Key factors in improving the synthesis and properties of visible-light activated g-C₃N₄ for photocatalytic hydrogen production and organic pollutant decomposition

Of current interest is visible-light activated g-C₃N₄, owing to its unique physicochemical properties for the photocatalytic H₂ production and pollutant remediation. In this research, the synthetic procedures, physicochemical properties, and major approaches to overcome the intrinsic drawbacks of g-C₃N₄ are reviewed. Of different synthesis procedures for GCN, thermal polymerization is recommended with advantages such as simplicity, economic, and high yield.
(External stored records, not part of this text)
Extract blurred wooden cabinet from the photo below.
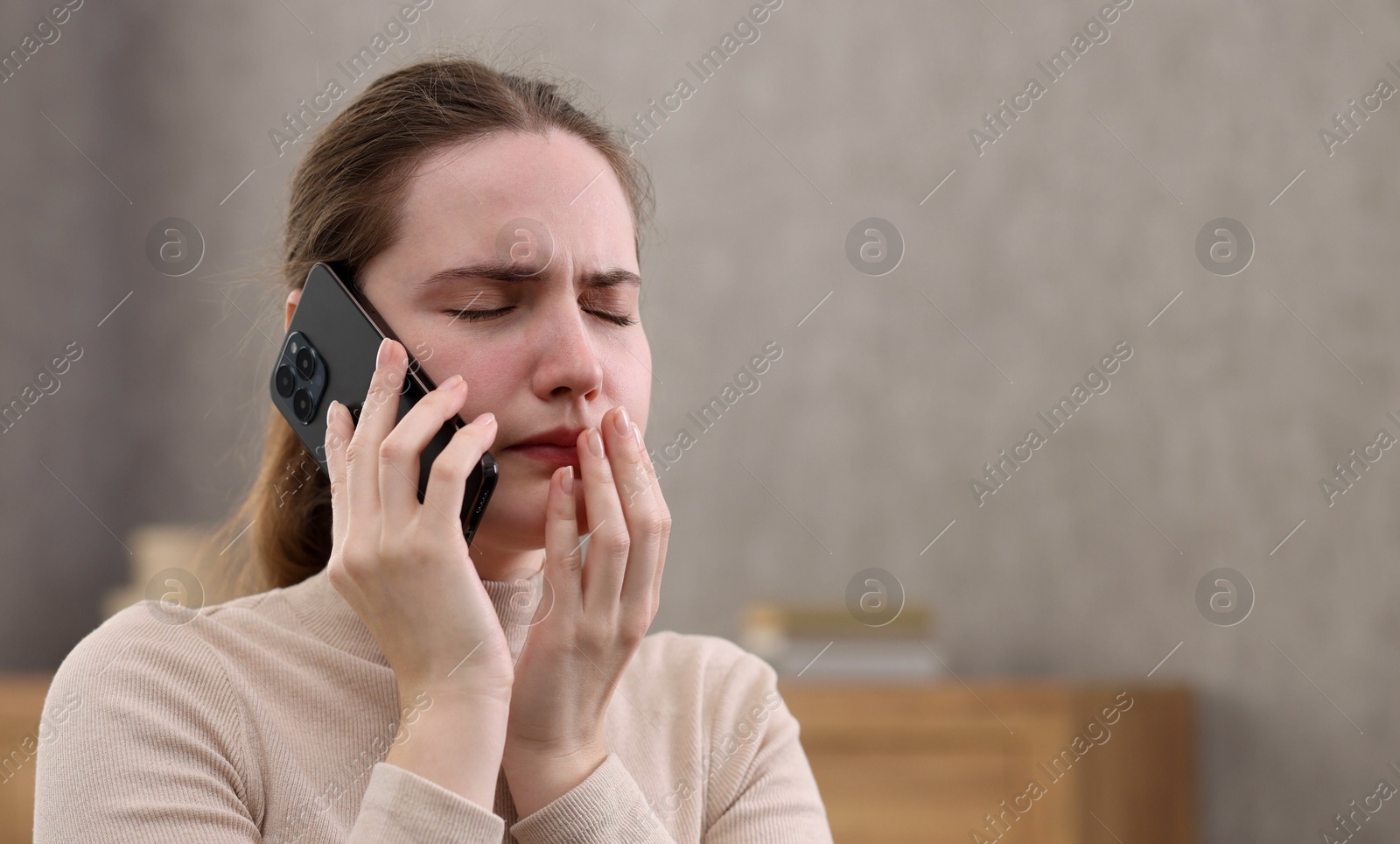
[0,673,53,844]
[0,674,1195,844]
[780,680,1195,844]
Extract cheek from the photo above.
[422,338,528,406]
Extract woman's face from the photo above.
[344,132,651,552]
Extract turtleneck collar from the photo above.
[282,560,544,667]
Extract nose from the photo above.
[532,296,604,401]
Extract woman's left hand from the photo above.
[501,406,670,818]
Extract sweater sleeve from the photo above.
[33,604,506,844]
[511,642,831,844]
[702,642,831,844]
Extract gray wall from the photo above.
[0,0,1400,841]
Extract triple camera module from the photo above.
[273,331,326,425]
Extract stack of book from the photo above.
[739,601,945,681]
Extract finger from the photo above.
[346,338,408,522]
[574,427,632,611]
[420,411,497,530]
[544,466,584,618]
[380,376,466,525]
[625,424,670,608]
[602,405,662,611]
[325,401,352,547]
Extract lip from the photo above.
[506,443,581,465]
[511,425,585,448]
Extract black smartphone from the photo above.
[269,262,500,543]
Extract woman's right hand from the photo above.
[326,340,514,704]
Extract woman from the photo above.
[35,58,830,844]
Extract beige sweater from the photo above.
[33,560,831,844]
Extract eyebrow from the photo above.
[417,259,641,290]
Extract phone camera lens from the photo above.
[277,363,297,398]
[291,387,315,425]
[297,347,317,382]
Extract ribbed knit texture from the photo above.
[33,560,831,844]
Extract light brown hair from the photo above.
[200,53,654,600]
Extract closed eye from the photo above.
[443,304,637,326]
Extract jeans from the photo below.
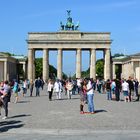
[87,94,94,112]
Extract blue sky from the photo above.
[0,0,140,74]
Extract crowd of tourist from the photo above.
[0,77,140,119]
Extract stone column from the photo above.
[76,49,81,78]
[104,49,111,80]
[57,49,63,79]
[4,60,8,81]
[28,49,34,80]
[90,49,96,79]
[43,49,49,81]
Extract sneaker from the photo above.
[2,116,8,120]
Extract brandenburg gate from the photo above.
[27,11,112,80]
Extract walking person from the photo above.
[30,79,34,97]
[115,79,121,101]
[47,79,53,101]
[13,80,19,103]
[127,76,134,102]
[35,77,42,96]
[0,81,11,119]
[122,79,130,102]
[87,79,95,114]
[134,79,140,101]
[66,79,73,99]
[79,79,87,114]
[105,79,112,100]
[22,79,28,97]
[111,79,116,100]
[53,79,61,100]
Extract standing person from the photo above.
[35,77,42,96]
[111,79,116,100]
[105,79,112,100]
[53,79,61,99]
[87,80,95,114]
[115,79,121,101]
[13,80,19,103]
[79,79,87,114]
[76,78,82,94]
[47,79,53,101]
[1,81,11,119]
[30,79,34,97]
[22,79,28,97]
[40,79,45,90]
[122,79,130,102]
[66,79,73,99]
[127,76,134,102]
[134,79,140,101]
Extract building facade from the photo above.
[0,52,27,81]
[27,31,112,80]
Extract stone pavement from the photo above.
[0,85,140,140]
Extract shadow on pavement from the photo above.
[0,120,24,133]
[9,114,31,119]
[18,101,30,103]
[95,109,107,113]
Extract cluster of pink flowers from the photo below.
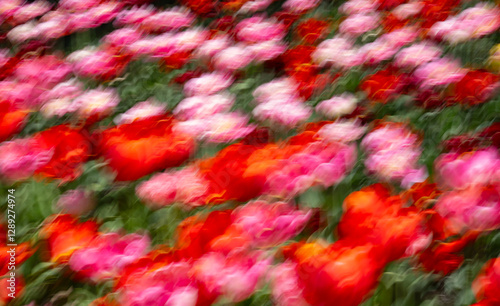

Element doping, as a facile method, can modify g-C₃N₄ structure and improve its performance in the photocatalytic evolution of H₂ which is significantly increased from 208 µmol h⁻¹ g⁻¹ for bare g-C₃N₄ to 5128 µmol h⁻¹ g⁻¹ for P-doped g-C₃N₄. Ammonium salts can be effectively used for the synthesis of g-C₃N₄ nanosheets and element doping simultaneously. Vacancy defect plays an important role in the improvement of the photocatalytic activity. Compared to custom photocatalysis and electrocatalysis, photoelectrocatalysis is highly promising for pollutant decontamination due to the effective separation of charge carriers.